Rate Limits

Per-tier rate limits protect the platform and ensure fair usage. Limits apply per API key.

Limits by Tier

TierRequests/minTokens/min
Free20 RPM40,000 TPM
Pro ($99/mo)300 RPM500,000 TPM
Business ($499/mo)1,000 RPM5,000,000 TPM
EnterpriseCustom (10K+ RPM)Custom (100M+ TPM)

Rate Limit Algorithm

DirectAI uses a token-bucket algorithm. Each API key has a bucket that fills at the configured rate. Burst capacity allows short spikes above the steady-state rate.
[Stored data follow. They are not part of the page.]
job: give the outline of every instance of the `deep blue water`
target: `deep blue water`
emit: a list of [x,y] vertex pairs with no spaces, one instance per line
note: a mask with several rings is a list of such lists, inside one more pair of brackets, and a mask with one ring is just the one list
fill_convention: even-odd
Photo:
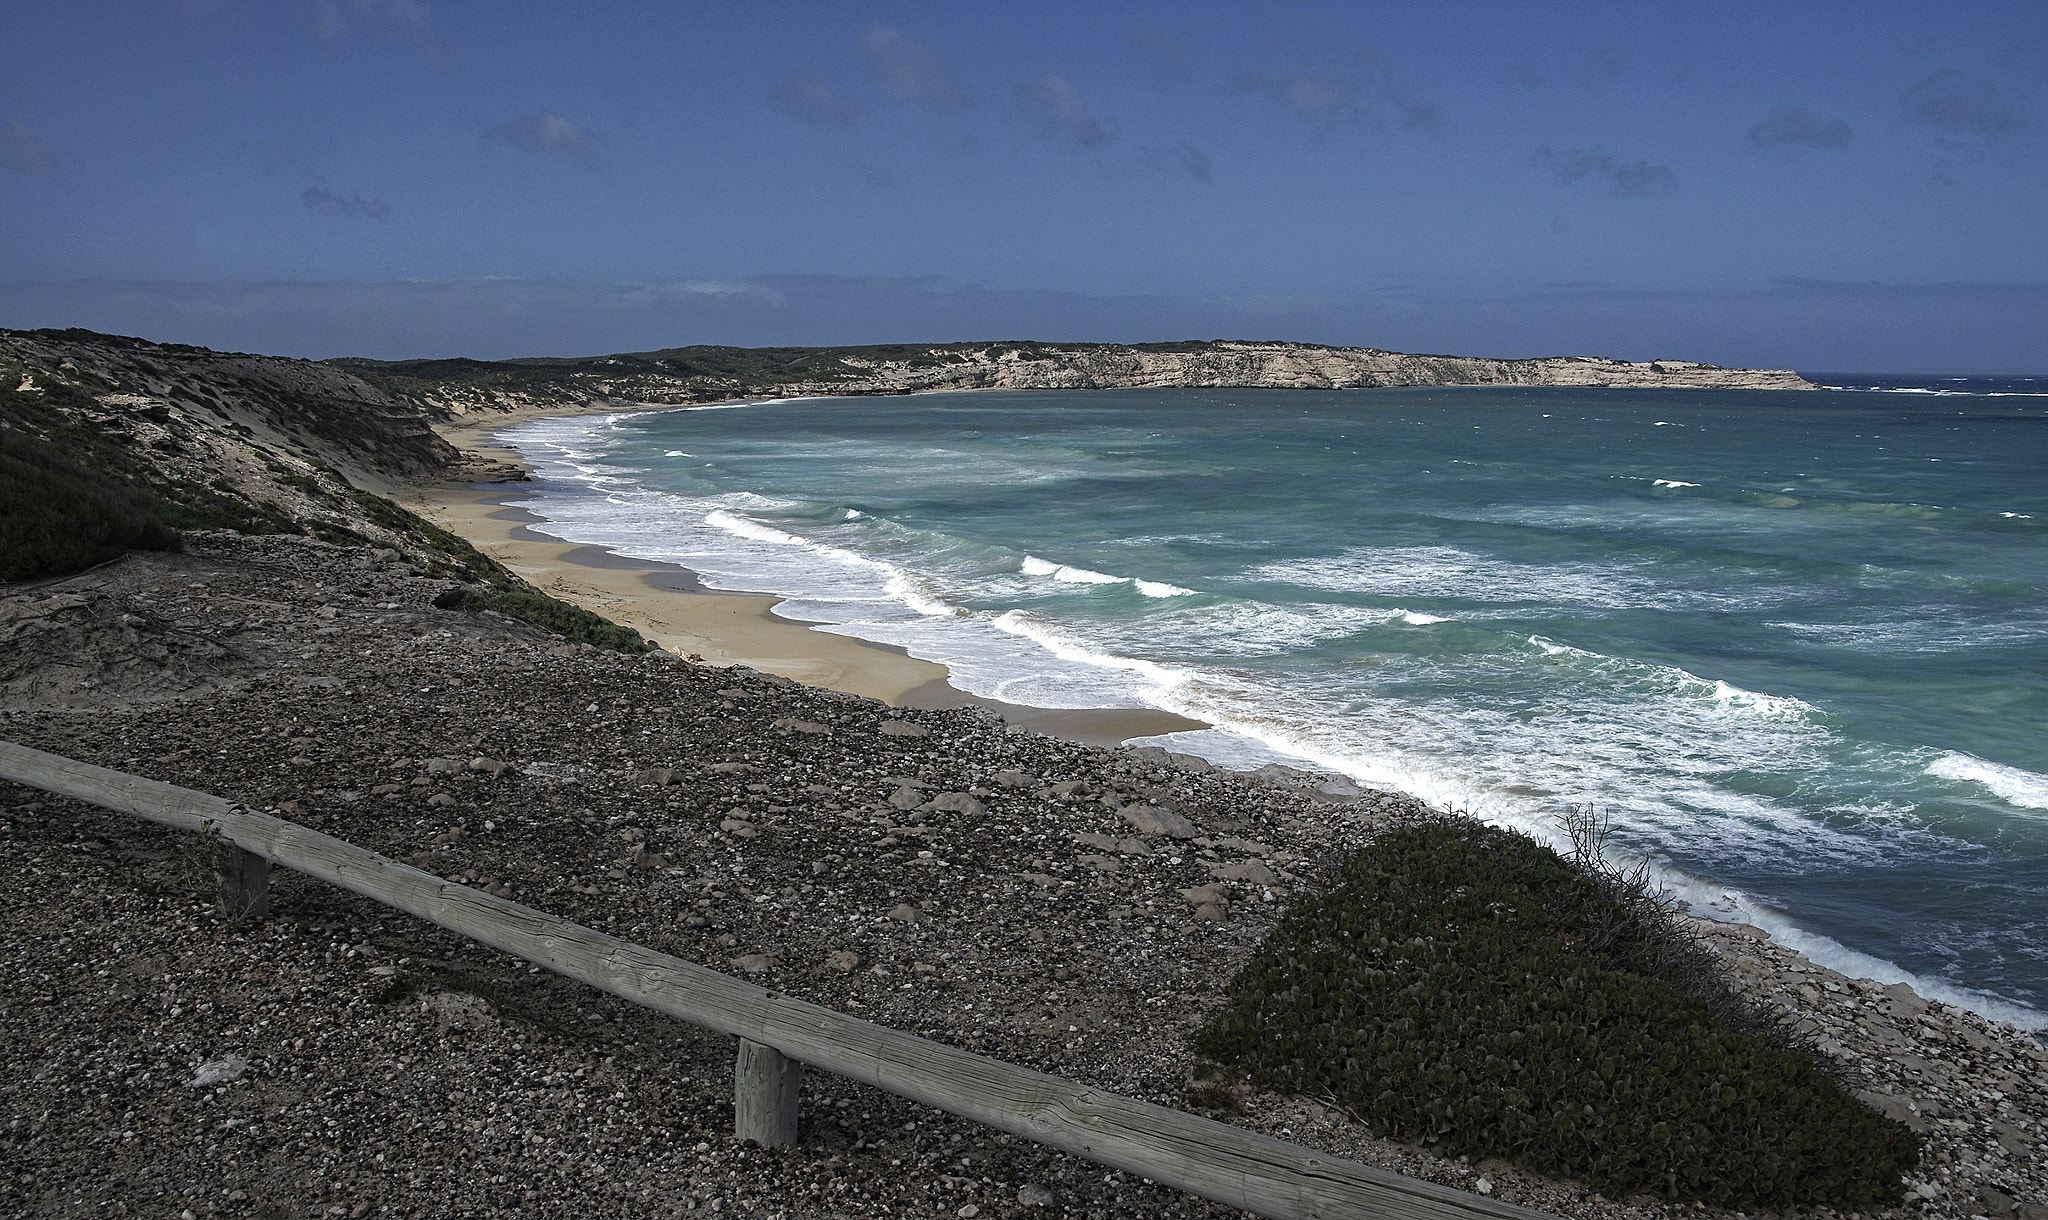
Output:
[[2035,384],[936,394],[506,435],[565,537],[979,693],[1202,718],[1168,744],[1222,761],[1546,835],[1591,805],[1703,911],[2038,1028]]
  • Rate: Configurable via DIRECTAI_RATE_LIMIT_RPS (default: 60 req/sec)
  • Burst: Configurable via DIRECTAI_RATE_LIMIT_BURST (default: 120)

Rate Limit Response

When rate limited, the API returns 429 Too Many Requests:

{
  "error": {
    "message": "Rate limit exceeded. Please retry after a brief wait.",
    "type": "rate_limit_error",
    "code": "rate_limit_exceeded"
  }
}

Implement exponential backoff in your client. The OpenAI Python and JavaScript SDKs handle retries automatically.

Usage-Based Pricing

ModalityMetricRate
Chat — inputper 1M tokens$1.00
Chat — outputper 1M tokens$2.00
Embeddingsper 1M tokens$0.10
Transcriptionper minute$0.10

Business and Enterprise tiers include volume discounts and BYOB support. See Pricing for full details.

Monitoring Usage

Track your current usage, spend, and remaining quota in the Dashboard → Usage page. Usage data updates in near real-time.